Traditional imputation methods like mean or median replacement can be inadequate for complex datasets. This example shows you smart imputation techniques using iterative imputation, which considers the relationships between features.
Here’s where it gets exciting! Here’s how we can tackle this:
from sklearn.experimental import enable_iterative_imputer
from sklearn.impute import IterativeImputer
from sklearn.ensemble import RandomForestRegressor
def advanced_imputation(df):
# Initialize iterative imputer with random forest estimator
imputer = IterativeImputer(
estimator=RandomForestRegressor(n_estimators=100),
max_iter=10,
random_state=42
)
# Perform imputation
imputed_data = imputer.fit_transform(df)
# Create new dataframe with imputed values
df_imputed = pd.DataFrame(imputed_data,
columns=df.columns,
index=df.index)
# Validation metrics
imputation_quality = {
'convergence': imputer.n_iter_,
'feature_importances': dict(zip(
df.columns,
imputer.estimator_.feature_importances_
))
}
return df_imputed, imputation_quality
# Example usage
df_imputed, quality_metrics = advanced_imputation(df_with_missing)

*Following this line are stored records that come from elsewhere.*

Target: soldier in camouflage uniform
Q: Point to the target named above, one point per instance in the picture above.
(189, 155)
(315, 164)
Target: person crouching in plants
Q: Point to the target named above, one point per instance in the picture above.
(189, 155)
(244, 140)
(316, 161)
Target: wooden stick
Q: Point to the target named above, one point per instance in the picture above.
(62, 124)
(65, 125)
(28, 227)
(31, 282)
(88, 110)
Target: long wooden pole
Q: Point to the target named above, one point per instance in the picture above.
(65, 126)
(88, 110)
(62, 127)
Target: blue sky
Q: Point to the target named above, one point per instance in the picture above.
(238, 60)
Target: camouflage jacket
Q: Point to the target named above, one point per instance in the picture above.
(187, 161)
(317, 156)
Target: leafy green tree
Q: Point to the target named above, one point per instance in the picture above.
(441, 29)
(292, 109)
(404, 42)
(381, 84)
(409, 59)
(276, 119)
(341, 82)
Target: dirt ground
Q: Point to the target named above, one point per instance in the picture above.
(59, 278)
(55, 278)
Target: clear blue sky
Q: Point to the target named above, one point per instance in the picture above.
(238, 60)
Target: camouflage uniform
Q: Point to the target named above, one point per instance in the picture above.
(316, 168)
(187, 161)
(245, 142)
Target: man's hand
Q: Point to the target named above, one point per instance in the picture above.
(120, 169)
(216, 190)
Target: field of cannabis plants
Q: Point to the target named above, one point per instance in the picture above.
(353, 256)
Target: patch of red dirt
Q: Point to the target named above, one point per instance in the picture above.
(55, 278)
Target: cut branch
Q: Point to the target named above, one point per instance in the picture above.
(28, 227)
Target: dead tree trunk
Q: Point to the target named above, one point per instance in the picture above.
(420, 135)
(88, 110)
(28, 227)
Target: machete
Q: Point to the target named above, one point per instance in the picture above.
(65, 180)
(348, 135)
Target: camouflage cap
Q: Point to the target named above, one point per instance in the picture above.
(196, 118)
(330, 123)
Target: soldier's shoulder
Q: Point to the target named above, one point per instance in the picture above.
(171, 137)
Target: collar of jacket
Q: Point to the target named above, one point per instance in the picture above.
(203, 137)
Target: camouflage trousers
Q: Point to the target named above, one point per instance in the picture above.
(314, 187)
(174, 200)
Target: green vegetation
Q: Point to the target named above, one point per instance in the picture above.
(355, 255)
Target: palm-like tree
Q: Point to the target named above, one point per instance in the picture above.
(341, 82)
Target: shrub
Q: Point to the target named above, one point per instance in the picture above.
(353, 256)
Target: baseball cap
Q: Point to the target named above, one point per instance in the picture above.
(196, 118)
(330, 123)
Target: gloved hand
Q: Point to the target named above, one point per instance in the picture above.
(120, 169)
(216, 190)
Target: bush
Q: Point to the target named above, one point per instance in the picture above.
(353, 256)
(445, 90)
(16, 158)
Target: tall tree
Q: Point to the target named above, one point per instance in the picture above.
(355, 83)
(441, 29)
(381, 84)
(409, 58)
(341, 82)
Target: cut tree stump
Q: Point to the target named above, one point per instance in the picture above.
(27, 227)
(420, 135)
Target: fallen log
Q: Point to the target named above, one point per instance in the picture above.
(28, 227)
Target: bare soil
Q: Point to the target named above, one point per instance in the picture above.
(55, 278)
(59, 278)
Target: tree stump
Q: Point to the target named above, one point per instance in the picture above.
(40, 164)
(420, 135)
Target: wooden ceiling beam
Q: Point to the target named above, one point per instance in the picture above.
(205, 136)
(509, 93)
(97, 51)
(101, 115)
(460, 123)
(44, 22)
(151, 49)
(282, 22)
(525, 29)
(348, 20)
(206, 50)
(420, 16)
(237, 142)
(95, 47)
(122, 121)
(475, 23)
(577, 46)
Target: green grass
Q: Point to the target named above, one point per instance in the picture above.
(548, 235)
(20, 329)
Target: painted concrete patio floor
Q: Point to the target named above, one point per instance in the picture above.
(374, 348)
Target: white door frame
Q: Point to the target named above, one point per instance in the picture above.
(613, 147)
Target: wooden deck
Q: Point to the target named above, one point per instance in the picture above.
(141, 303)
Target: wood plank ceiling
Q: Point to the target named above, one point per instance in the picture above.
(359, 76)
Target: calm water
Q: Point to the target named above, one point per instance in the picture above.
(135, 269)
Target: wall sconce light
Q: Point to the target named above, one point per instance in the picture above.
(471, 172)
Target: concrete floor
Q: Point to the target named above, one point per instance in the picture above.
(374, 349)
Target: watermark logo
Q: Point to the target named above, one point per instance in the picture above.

print("Imputation Quality Metrics:\n", quality_metrics)
🚀
🔥 Level up: Once you master this, you’ll be solving problems like a pro! Outlier Detection Using Multiple Methods - Made Simple!
A complete approach to outlier detection combines statistical methods, density-based approaches, and machine learning techniques to identify anomalous data points with higher confidence and reduced false positives.
Let me walk you through this step by step! Here’s how we can tackle this:
from sklearn.ensemble import IsolationForest
from scipy import stats
def multi_method_outlier_detection(df, column):
# Z-score method
z_scores = np.abs(stats.zscore(df[column]))
z_score_outliers = df[z_scores > 3]
# IQR method
Q1 = df[column].quantile(0.25)
Q3 = df[column].quantile(0.75)
IQR = Q3 - Q1
iqr_outliers = df[(df[column] < (Q1 - 1.5 * IQR)) |
(df[column] > (Q3 + 1.5 * IQR))]
# Isolation Forest method
iso_forest = IsolationForest(contamination=0.1,
random_state=42)
predictions = iso_forest.fit_predict(df[[column]])
isolation_outliers = df[predictions == -1]
return {
'z_score': z_score_outliers,
'iqr': iqr_outliers,
'isolation_forest': isolation_outliers,
'consensus': df[
df.index.isin(z_score_outliers.index) &
df.index.isin(iqr_outliers.index)
]
}
# Example usage
results = multi_method_outlier_detection(df, 'mean radius')
for method, outliers in results.items():
print(f"\n{method.title()} Outliers Count: {len(outliers)}")
🚀 Feature Scaling Implementation - Made Simple!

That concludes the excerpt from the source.